Bizim Karasakal Hoca'ya müzelik olsun diye sormuş vatandaş.
Hocam bizim oğlan inek sütü ile büyüdü bir zararı olur mu diye.
Cevap: Yok bir zararı olmaz.
Olsa olsa huyu dayısına (öküze) çeker.
Aşağıda helâl gıda ve süt ile ilgili yazım var.
Buyurunuz.
***
Tefsir kitaplarımdan birinde okumuştum.
Çocuğa sütanne tutulurken,
Ahlakı mazbut, temiz huylu, hanımlar tercih edilmeli diye.
Zira “alınan gıda çocuğun ahlakına tesir eder" deniyordu orada.
Ben buna yüzde bin (%1000) inanıyorum,
Sütten sonra alınan gıdaların da,
Helâlden kazanılmış, Emek harcanmış, alın teriyle elde edilmiş olmasına dikkat etmek lazım gelir diye düşünüyorum.
Ecdadımız buna fazlasıyla dikkat edermiş.
Un değirmenlerinin görülecek bir yerinde yazar:
"HELÂLLEŞİNİZ" diye.
Çünkü: önceki un sahibi ile sonrakinin birbirlerine yarım kg. kadar unu geçmiş olabilir.
Bundan kaçınmak zordur.
Nüfus kalabalıkken, (doksanlarda)bir ton civarında un üğütürdüm.
Ben yıllarca bunu gördüm ki,
o iki insan mutlaka helalleşirlerdi.
Çoğunluğu da hanımlar olurdu.
Zira un havuzundan genellikle hanımlar un doldururlar.
Beyler dışarıda "birinci" içerler.
Buğday çuvalı geleceğinde, onu gider getirir tekrar dışarıda ki yerine oturur.
Bir an için aynı dikkati, yalnız değirmen de değil, tüm hayatımızda,
Kul hakkına karşı,
Kamu malına karşı,
Yetim hakkına karşı,
Vakıf mallarına karşı, gösterildiğini düşünün ki, bu mümkündür.
"Hayat cennet olur" be arkadaş.
Bizde bir söz vardır:
"Ağlayanın malı, güleni ondurmaz" diye.
Bunu şehrin kırk yerine yazmak lazım.
Riayet etmeyip fakiri inleten,
Kul hakkını gözetmeyip, el uzatan,
Kamu malını üstüne zimmetleyen gaspçının başını, tez elden ezmek lazım.

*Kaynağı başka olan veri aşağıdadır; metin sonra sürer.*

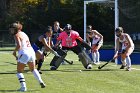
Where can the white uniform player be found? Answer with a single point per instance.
(26, 55)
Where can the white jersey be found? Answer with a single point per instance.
(96, 38)
(26, 52)
(124, 42)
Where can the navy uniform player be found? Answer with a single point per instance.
(127, 48)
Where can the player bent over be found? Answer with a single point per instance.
(43, 41)
(127, 48)
(97, 42)
(26, 55)
(68, 41)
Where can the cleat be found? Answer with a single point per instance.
(128, 69)
(89, 66)
(40, 72)
(22, 89)
(42, 85)
(122, 67)
(53, 68)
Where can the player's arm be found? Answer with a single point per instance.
(43, 40)
(97, 33)
(61, 30)
(88, 38)
(117, 48)
(83, 43)
(18, 45)
(130, 42)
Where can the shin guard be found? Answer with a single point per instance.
(56, 61)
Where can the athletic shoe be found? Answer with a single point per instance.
(40, 72)
(96, 63)
(22, 89)
(128, 69)
(89, 66)
(122, 67)
(42, 85)
(53, 68)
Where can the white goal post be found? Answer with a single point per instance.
(115, 2)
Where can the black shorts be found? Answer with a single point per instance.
(76, 49)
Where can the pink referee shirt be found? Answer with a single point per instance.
(68, 41)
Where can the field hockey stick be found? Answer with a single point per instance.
(100, 67)
(68, 61)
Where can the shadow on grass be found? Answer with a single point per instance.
(13, 91)
(11, 63)
(88, 70)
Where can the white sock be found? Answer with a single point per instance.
(37, 76)
(128, 61)
(94, 56)
(97, 56)
(21, 79)
(123, 62)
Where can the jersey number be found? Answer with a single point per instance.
(28, 44)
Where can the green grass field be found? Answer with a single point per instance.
(69, 79)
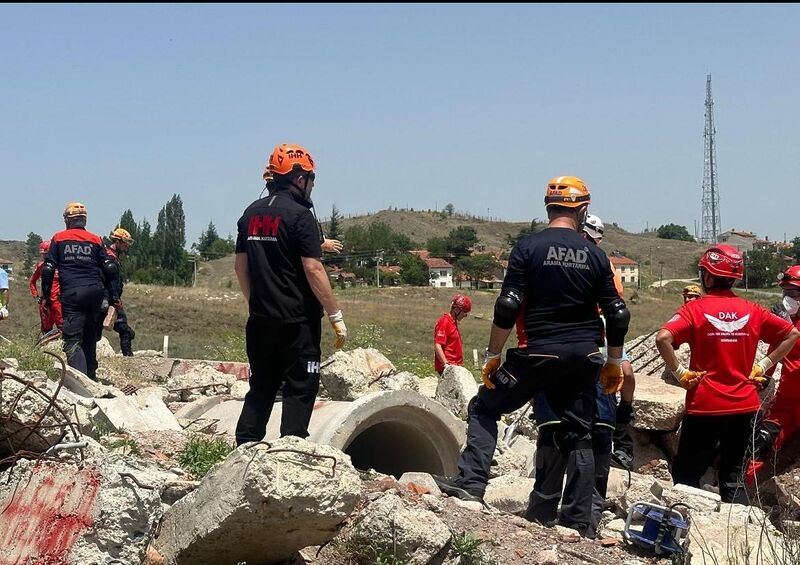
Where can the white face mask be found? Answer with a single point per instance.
(791, 305)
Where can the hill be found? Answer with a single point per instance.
(645, 248)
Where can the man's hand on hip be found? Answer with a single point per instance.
(337, 322)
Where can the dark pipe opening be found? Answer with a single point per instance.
(395, 448)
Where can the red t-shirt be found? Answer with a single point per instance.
(790, 373)
(723, 331)
(447, 335)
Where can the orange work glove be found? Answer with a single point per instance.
(491, 362)
(758, 373)
(611, 377)
(688, 379)
(337, 322)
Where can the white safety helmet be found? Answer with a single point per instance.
(593, 227)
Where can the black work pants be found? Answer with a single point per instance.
(280, 354)
(705, 437)
(81, 309)
(601, 448)
(126, 333)
(566, 375)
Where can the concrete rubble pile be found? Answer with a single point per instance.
(268, 501)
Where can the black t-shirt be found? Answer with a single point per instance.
(276, 232)
(563, 278)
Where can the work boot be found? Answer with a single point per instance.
(451, 487)
(622, 456)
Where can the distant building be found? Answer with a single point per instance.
(628, 269)
(741, 240)
(440, 272)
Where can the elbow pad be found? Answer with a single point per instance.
(506, 308)
(48, 274)
(617, 319)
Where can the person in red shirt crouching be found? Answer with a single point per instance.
(447, 346)
(783, 415)
(722, 380)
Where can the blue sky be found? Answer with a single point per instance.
(418, 106)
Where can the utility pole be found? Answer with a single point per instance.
(711, 223)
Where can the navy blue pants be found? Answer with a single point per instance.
(81, 307)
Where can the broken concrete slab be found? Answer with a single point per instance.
(456, 388)
(347, 375)
(201, 380)
(392, 432)
(415, 535)
(261, 505)
(698, 500)
(423, 480)
(509, 493)
(79, 383)
(57, 512)
(28, 421)
(396, 381)
(135, 413)
(658, 405)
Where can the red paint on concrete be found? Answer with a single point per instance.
(52, 505)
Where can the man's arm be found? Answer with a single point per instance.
(320, 283)
(439, 352)
(243, 275)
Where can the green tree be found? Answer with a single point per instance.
(535, 227)
(414, 271)
(335, 225)
(437, 247)
(31, 253)
(674, 231)
(762, 267)
(169, 241)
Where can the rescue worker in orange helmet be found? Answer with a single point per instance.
(557, 281)
(723, 377)
(50, 318)
(121, 242)
(286, 288)
(783, 414)
(448, 348)
(86, 273)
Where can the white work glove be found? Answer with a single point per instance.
(688, 379)
(491, 362)
(611, 377)
(758, 374)
(337, 322)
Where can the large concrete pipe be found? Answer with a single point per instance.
(392, 432)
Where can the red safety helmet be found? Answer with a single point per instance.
(461, 302)
(790, 277)
(723, 261)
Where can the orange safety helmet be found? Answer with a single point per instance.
(723, 261)
(288, 157)
(790, 277)
(121, 234)
(571, 192)
(462, 303)
(74, 210)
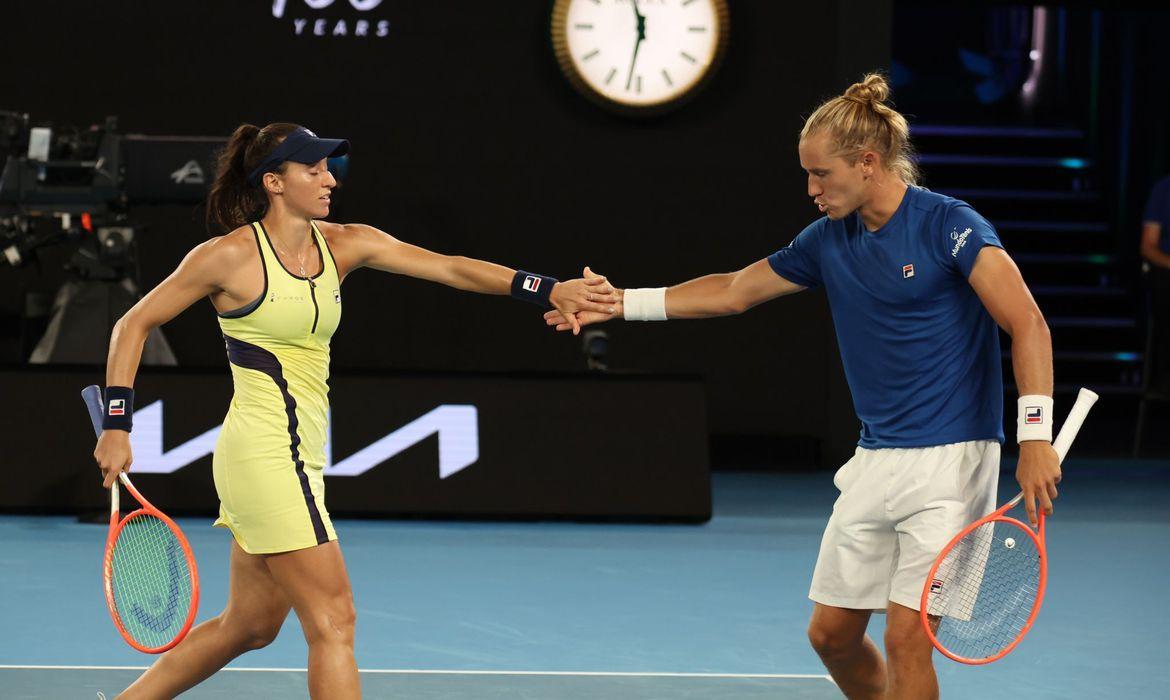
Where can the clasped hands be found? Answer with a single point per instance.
(584, 301)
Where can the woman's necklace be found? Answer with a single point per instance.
(300, 259)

Babacığım 1927 doğumluydu.
Asker arkadaşı vardı, küllükçü İsmail amca,
İkisi de okuma yazmayı askerde öğrenmişler.
Şimdi ki tabirle, "eğitimsizler."
İsmail amca cemaatimdi.
Belediyede temizlik işlerinden emekliydi.
İri gadana dediğimiz atların çektiği, İki tekerli temizlik arabalarının olduğu zaman da çalışmış.
O atlar dilden anlardı.
Doooor dendiğinde durur,
Deeeeh denince yürürdü.
(Zamaneye denecek çok söz var ancak, dilim varmıyor)
İsmail amca söylenirdi:
Bizim gadanaların arpasından, tavuklarına yem götüren idareciler bilirim hocam diye.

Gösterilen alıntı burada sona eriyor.